Bacteria have a simplified version of that. They exude a short little protein called autoinducing peptide (AIP) — basically bacterial B.O. — and they also have sensors to detect it. If they detect enough of it — that is, if there are enough other bacteria around (call it “groupstink”) — that’s what triggers their toxin production. One of these toxins is δ-hemolysin, which pokes holes in your cells’ membranes and causes them to explode. That’s … not good.
Here’s a cartoonish view of quorum sensing in Staphylococcus aureus:
The gist of what’s going on here is this: The purple squiggle (the AgrC protein) is the “stink” detector. It sits out there in the cell membrane and senses AIP outside the cell. When the AIP level gets high enough, AgrC sticks a phosphate group onto the AgrA protein, turning it into AgrA-P. Only when AgrA gets that “-P” can it land on DNA (the colored arrows at the bottom) and cause that DNA to be used to make proteins.
Each colored arrow is a gene, and each gene makes one or more proteins. Among those genes are the ones encoding the “stink” machinery itself: AgrD, the “stink” protein (that is, the unfinished form of AIP), and AgrB, the protein that folds AgrD into AIP and ships it out of the cell. So the overall effect is a bonkers exponential response: If a cell smells AIP, it makes more AIP, and this snowballs. The cells know it must be party time!

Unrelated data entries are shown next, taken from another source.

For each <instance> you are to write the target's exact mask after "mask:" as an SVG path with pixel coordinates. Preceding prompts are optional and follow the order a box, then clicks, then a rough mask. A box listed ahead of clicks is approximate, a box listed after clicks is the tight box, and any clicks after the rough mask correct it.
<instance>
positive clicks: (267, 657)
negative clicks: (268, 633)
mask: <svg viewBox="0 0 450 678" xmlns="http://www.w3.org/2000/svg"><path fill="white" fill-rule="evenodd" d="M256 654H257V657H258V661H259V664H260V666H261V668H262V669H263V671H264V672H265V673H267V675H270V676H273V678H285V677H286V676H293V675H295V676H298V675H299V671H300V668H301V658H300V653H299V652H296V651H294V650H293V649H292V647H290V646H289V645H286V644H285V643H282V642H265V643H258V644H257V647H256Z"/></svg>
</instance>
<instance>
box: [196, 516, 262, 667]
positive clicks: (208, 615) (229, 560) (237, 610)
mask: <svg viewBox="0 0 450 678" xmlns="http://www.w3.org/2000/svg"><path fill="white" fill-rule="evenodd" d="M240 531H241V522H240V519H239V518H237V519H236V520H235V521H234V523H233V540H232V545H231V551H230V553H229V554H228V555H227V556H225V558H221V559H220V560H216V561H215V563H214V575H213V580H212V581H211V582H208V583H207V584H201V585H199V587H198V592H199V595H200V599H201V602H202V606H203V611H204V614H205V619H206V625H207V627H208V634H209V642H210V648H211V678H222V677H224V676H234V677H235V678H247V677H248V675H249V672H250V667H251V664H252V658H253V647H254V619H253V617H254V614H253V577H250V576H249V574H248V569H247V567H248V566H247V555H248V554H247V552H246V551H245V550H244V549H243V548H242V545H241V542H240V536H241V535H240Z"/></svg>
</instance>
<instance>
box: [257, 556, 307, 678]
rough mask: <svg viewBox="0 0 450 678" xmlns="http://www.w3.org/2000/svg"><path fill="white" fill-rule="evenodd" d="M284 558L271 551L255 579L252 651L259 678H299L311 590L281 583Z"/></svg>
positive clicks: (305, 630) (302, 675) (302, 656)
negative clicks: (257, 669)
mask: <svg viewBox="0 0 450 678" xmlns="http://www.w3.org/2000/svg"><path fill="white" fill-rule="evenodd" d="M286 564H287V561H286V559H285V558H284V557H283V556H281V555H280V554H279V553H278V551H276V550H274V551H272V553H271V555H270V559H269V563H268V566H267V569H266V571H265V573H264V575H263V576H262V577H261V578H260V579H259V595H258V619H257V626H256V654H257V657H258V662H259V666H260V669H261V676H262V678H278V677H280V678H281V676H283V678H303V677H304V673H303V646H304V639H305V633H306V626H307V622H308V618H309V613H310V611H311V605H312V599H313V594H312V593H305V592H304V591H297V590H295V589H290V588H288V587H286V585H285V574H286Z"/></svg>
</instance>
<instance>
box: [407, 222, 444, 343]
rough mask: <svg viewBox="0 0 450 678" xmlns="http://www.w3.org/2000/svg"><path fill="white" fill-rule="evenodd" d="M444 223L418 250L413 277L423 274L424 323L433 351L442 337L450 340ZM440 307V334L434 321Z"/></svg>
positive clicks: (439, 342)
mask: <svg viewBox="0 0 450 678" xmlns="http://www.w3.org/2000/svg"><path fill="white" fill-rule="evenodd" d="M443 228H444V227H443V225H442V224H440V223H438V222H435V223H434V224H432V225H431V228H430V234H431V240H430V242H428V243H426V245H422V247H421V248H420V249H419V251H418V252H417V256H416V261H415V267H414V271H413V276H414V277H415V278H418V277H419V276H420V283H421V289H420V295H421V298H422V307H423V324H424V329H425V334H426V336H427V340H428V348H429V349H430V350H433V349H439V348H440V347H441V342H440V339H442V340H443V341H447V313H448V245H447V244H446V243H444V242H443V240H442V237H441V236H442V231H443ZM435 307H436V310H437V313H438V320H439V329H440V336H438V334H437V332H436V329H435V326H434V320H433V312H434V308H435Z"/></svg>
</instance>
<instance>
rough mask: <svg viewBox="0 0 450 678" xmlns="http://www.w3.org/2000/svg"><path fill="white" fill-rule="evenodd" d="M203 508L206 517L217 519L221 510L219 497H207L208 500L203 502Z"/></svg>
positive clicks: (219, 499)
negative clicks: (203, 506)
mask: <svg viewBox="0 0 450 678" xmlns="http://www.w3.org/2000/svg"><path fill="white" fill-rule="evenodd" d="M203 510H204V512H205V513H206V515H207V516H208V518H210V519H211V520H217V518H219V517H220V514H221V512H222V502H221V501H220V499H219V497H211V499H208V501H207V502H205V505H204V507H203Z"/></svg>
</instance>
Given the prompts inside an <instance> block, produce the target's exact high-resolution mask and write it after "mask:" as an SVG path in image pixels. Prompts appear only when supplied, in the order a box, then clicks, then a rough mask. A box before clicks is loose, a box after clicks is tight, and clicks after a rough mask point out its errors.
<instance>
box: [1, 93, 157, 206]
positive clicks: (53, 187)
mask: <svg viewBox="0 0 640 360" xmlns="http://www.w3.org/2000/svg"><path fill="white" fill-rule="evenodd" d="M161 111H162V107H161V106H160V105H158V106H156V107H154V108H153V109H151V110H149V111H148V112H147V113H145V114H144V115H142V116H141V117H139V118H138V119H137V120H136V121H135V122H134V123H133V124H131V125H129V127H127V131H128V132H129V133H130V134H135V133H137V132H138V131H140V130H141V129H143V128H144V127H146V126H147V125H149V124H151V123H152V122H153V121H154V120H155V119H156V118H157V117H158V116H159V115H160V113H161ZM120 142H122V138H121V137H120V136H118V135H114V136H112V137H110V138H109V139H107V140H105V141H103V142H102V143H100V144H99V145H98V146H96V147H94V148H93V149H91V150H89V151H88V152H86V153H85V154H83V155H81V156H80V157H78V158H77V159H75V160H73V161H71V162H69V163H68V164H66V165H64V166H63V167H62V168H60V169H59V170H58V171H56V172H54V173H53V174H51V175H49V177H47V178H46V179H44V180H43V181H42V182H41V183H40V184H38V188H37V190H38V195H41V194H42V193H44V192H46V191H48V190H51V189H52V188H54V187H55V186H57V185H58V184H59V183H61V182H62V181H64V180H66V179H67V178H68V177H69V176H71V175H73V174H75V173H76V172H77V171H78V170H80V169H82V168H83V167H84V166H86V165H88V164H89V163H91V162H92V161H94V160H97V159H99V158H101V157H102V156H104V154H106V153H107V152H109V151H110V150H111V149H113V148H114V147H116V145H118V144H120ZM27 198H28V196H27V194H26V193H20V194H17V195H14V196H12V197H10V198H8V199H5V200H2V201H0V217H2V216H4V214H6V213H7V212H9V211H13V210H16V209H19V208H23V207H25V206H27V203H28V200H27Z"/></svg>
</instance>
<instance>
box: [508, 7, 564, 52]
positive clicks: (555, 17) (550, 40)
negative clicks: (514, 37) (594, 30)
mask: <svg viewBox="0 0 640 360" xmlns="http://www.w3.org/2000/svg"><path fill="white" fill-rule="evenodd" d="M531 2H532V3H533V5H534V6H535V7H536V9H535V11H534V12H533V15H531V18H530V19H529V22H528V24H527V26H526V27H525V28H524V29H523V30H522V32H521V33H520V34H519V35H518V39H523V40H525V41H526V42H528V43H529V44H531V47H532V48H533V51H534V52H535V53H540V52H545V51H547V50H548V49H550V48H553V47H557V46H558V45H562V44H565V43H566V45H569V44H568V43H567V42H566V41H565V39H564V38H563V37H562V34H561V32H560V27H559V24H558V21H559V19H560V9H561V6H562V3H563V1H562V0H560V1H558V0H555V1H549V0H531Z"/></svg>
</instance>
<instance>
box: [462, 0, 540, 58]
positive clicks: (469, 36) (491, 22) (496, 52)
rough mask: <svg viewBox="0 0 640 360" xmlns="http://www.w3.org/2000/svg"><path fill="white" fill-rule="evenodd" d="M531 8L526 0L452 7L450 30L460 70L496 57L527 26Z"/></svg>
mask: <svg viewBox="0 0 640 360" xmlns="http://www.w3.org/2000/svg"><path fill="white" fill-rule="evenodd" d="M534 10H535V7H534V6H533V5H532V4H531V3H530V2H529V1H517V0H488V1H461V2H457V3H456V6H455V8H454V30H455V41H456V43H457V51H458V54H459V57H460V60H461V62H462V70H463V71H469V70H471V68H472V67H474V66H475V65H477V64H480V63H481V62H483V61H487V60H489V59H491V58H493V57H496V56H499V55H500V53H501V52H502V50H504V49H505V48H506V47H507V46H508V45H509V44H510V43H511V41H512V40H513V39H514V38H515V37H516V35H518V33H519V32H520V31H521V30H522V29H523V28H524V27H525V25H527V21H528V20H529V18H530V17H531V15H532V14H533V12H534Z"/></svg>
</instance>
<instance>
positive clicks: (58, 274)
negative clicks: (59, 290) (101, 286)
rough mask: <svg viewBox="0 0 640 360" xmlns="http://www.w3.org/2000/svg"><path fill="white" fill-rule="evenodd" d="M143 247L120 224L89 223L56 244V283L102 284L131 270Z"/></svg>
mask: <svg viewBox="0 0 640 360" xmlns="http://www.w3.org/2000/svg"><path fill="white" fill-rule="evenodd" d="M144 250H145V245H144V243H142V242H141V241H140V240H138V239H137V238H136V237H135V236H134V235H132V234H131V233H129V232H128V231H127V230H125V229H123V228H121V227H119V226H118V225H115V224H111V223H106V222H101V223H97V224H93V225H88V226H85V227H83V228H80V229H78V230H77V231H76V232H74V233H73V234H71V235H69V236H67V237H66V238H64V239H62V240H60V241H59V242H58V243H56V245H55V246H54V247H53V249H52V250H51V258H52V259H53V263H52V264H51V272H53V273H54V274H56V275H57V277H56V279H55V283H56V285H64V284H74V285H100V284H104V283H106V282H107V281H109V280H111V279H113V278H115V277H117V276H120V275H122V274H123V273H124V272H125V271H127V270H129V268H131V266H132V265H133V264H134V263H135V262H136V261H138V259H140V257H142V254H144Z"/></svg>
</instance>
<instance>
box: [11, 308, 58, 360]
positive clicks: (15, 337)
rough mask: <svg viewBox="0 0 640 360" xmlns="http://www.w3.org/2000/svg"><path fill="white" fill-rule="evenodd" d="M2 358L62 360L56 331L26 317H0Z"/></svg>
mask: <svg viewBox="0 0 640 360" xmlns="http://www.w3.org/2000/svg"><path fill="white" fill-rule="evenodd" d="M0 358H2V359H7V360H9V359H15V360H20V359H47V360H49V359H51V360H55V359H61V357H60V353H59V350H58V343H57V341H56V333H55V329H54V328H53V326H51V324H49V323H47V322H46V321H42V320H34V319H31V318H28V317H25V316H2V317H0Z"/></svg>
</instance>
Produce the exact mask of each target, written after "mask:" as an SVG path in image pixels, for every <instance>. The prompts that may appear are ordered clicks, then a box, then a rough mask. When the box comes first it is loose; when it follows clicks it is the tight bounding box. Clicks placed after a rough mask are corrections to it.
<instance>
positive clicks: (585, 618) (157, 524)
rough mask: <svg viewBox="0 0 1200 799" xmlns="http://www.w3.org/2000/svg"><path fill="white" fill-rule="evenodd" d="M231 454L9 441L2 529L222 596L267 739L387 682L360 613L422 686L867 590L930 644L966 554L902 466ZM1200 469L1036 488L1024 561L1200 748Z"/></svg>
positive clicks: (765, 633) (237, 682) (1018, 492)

That aqua-colored gene (called RNAIII), which also gets turned on this way, encodes, among other nasties, δ-hemolysin. So, the “stink” signal also means, “Let’s make lots of toxins!”
Castaneroxy A interferes with this whole process by a mechanism that isn’t yet clear. It might stop AgrA-P from reaching DNA. It might get stuck on AgrC and prevent it from detecting anything. But one thing we do know is that small amounts of castaneroxy A (between 1 and 30 micrograms per milliliter) cut MRSA’s δ-hemolysin production down to near zero, while still allowing the MRSA to grow at near-normal levels.
One promising aspect of all this is that after 15 days stewing in a solution of castaneroxy A, the MRSA bacteria don’t develop any resistance to it. They can still grow just fine in that solution, so there’s no particular reason for them to mutate and get around it. Very unlike traditional antibiotics.
Castaneroxy A certainly won’t be the only compound we find or synthesize to address this problem, because other groups are at work on this as well. For the Quave lab’s part, they’ve already got another lead from the Brazilian peppertree.
While no single molecule will be the magic elixir for all future infections, the Quave lab and others have learned how to go through this process of finding new treatments, and they’re getting good at it. We are finally enabling ourselves to do more than ride the one-trick pony of antibiotics. True, it has been a really, really good trick, but we’ve got to learn new ones before infectious agents are on to us completely.